Laporan tersebut mengatakan, jika Asia Tenggara meningkatkan upaya mencegah perubahan iklim dan mengurangi emisi dengan cepat, mereka dapat mencapai keuntungan ekonomi sebesar USD 12,5 triliun saat ini. Dengan pertumbuhan PDB rata-rata 3,5 persen setiap tahun selama 50 tahun ke depan.

“Potensi masa depan ini tidak hanya menghindari dampak terburuk dari perubahan iklim, tetapi juga menciptakan pertumbuhan ekonomi jangka panjang yang sejahtera bagi Asia Tenggara dan dunia,” sambung Deloitte.

Menurut model Deloitte, Jika upaya itu tidak dilakukan, maka dapat menyebabkan pemanasan global lebih dari 3°C pada tahun 2070. Asia Tenggara adalah rumah bagi setengah miliar orang dan memiliki produk domestik bruto sebesar USD 3 triliun, tutur Deloitte.

Wilayah Asia Tenggara – yang didefinisikan dalam laporan mencakup Brunei Darussalam, Kamboja, Indonesia, Laos, Malaysia, Myanmar, Filipina, Singapura, Vietnam, Timor-Leste dan Thailand – telah mengalami pertumbuhan PDB tahunan dengan rata-rata 5% hingga 12% sejak abad ke-21.

“Perubahan iklim yang tak tanggung-tanggung mengancam akan berdampak pada pertumbuhan ekonomi hingga puluhan tahun yang diperoleh dengan banyak perjuangan di Asia Tenggara,” ungkap Deloitte.

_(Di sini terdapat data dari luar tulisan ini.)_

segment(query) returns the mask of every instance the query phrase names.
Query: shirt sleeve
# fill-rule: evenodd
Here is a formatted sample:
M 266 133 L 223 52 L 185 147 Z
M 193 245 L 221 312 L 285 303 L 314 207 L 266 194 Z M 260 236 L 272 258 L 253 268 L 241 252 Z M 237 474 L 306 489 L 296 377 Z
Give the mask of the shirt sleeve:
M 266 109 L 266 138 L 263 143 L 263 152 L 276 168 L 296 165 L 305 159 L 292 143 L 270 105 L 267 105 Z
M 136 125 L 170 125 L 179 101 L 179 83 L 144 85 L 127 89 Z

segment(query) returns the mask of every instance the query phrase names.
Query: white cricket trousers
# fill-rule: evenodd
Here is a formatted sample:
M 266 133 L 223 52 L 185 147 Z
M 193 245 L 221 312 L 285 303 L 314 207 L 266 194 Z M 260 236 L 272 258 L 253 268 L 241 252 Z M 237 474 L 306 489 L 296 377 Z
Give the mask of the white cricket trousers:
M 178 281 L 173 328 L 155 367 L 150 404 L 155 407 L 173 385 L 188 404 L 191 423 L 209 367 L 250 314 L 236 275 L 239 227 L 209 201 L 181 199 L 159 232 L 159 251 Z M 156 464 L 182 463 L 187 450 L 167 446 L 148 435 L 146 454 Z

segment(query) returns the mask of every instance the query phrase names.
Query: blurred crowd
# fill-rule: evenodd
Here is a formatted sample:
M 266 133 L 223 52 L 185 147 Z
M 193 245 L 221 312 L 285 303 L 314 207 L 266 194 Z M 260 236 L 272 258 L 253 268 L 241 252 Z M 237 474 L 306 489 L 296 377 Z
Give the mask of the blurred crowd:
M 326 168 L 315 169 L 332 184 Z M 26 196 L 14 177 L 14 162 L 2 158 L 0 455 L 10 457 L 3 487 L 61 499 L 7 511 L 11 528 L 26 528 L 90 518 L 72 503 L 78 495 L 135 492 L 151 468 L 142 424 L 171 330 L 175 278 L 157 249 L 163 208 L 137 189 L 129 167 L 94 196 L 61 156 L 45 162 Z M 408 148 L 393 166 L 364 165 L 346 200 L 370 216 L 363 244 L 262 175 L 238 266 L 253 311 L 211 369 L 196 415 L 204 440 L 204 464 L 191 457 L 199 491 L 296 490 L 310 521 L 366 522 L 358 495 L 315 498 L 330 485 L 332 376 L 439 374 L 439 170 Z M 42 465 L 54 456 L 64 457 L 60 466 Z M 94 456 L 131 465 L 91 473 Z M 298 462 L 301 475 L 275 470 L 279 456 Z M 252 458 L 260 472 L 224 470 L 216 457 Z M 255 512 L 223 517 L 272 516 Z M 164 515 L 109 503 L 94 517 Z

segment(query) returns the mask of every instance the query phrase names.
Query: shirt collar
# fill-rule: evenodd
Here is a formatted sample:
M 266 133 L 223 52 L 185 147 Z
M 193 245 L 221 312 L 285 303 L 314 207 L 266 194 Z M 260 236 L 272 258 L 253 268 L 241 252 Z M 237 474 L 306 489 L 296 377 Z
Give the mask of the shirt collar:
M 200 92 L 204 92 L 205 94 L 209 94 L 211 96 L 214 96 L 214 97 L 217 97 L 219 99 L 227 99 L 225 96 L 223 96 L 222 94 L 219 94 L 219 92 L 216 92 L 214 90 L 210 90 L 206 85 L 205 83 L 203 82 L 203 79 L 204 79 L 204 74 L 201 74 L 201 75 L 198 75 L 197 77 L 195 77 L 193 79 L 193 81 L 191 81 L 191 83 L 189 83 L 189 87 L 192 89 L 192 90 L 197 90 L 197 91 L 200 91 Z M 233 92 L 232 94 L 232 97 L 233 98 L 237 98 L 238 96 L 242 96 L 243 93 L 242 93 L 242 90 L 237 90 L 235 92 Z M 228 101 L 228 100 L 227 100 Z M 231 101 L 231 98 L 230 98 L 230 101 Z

“Fondasi kemakmuran kawasan ini – itu adalah sumber daya alam dan manusia – berada dalam risiko, dan bersama dengan itu standar hidup setiap negara, prospeknya untuk pertumbuhan di masa depan, tempatnya di panggung global, dan kesejahteraan rakyatnya,” tambahnya.

Dari pertanian hingga pariwisata, kelambanan iklim juga disebut akan menyebabkan gangguan besar karena hilangnya mata pencaharian, dan naiknya permukaan laut serta bencana alam.

Sementara itu, Perserikatan Bangsa-Bangsa (PBB) telah memperingatkan bahwa menjaga pemanasan global mendekati 1,5 C di atas tingkat pra-industri “akan berada di luar jangkauan” dalam dua dekade mendatang kecuali tindakan segera diambil untuk mengurangi emisi karbon.

“Ada urgensi bagi negara dan pemerintah untuk bertindak cepat — dalam 10 tahun ke depan — untuk menghindari kerusakan permanen akibat perubahan iklim,” kata Philip Yuen, Chief Executive Officer Deloitte Asia Tenggara.